ジャンルで分けた20選の感想をつづります。

       書評を中心に、時たま日常を語り社会問題に意見します。ネタばれは極力気をつけます。        

18 器に非ず 清水 一行 (1988)

【あらすじ】

 知人の紹介で「浜松の発明王」と称された五十嵐繁哉と出会い、彼が経営する本州モーターズの経営を担うことになったブローカーあがりの神山辰男。五十嵐は車の開発、そして神山は経営及び財務と役割を分担して、いくつもの危機を乗り越えながら、会社を大企業に育て上げた。そのうちに自分は大企業の社長になりたいという願望を抱き、その布石を少しずつ打っていく。

 

【感想】

 戦後の産業史で特筆すべき成長を遂げた成功物語の1つ、本田技研工業。そして創業者の本田宗一郎藤沢武夫の引退劇(1973年)は当時「最高の引退」と呼ばれ、「さすがホンダ」と称賛されたが、清水一行はそれに疑念を持った。清水は10年以上に渡って取材活動を進め、藤沢が持つ巨額の預金をメインバンクから移した事実を知り、知られざる裏側があったと確信をもって本作品を著した。

 本田宗一郎の補佐役として、社内をガッチリと固めたイメージのある藤沢武夫だが、本作品の「神山辰男」は策略家で、かなり癖のある人物として描かれている。対して本田宗一郎をモデルとして「五十嵐繫哉」は天真爛漫な大人物として描き、両者の人物の「隈取り」を明瞭にしている。

  

 とは言え「夢を追い続ける」五十嵐に対して、経理面を中心に補佐をする神山の存在がなければ、当時雨後のタケノコのように生まれた何百ものメーカーの1つに過ぎなかった会社が、そして分不相応な巨額の資金を有する工場建設や、世界レースへの進出をするような会社が、存続・発展することはできなかったはず。
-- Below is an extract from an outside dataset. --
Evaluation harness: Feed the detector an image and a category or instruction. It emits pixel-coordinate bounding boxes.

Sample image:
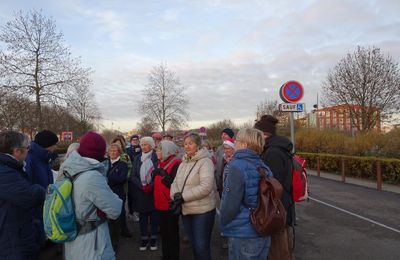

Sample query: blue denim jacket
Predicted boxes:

本作品でも神山はその役割を果たして、「五十嵐」の夢を支え、そして会社を支えている姿が描かれている。そのため本作品の印象で藤沢武夫を評価するのは早計と思える。

 そして登場人物は仮名だが、物語は創業後間もなくの「町工場」から、大企業に成長するまでの本田技研工業をそのまま描いている。レース参戦による技術と知名度のアップを狙う戦略を見せる一方、エンジン開発に夢中になって口論して、時に社長に反発して姿とくらませてしまうエンジニア(将来の社長)。そして口より先に手が出て、夢中になって自分の家までも忘れてしまう「生粋の技術屋」五十嵐こと本田宗一郎など、実話も取り混ぜて物語は進んでいく。

 ミステリーも手掛ける清水一行本作品は純然たる経済小説にも関わらす、五十嵐と神山の描き方からして伏線の1つになっていて、最後に見事な「どんでん返し」を披露して、ミステリーの要素も味わえる。これでは「策略家」神山もぐうの音もでない。読み手にも鮮やかな印象を与え、それがもう一人の主人公「五十嵐繫哉」のイメージにも見事に重なる、小説として綺麗な「着地」を見せている。

 実際の藤沢武夫は、「マン島TTレース」の出場を発案し、副社長引退も藤沢の発案で本田に進言したといわれている。そして経営者として、「経営者とは、一歩先を照らし、二歩先を語り、三歩先を見つめるものだ」という含蓄のある言葉を残している。当時の若手経営者からも慕われ、勉強会やアドバイスも惜しみなく行ったという。本作品とは全く別の印象を受けるが、それは読み手がそれぞれ判断するしかない。

 ただ藤沢の死後、1989年に本田宗一郎が日本人として初めてアメリカの自動車殿堂入りを果たした時に、本田は授賞式を終えた帰国したその足で藤沢邸に赴き、藤沢の位牌に受賞したメダルを架けて「これは俺がもらったんじゃねえ。お前さんと2人でもらったんだ」と語りかけたという

 財界活動も名誉も全く求めなかった藤沢武夫にとって、この言葉は一番の「勲章」だったのではないか。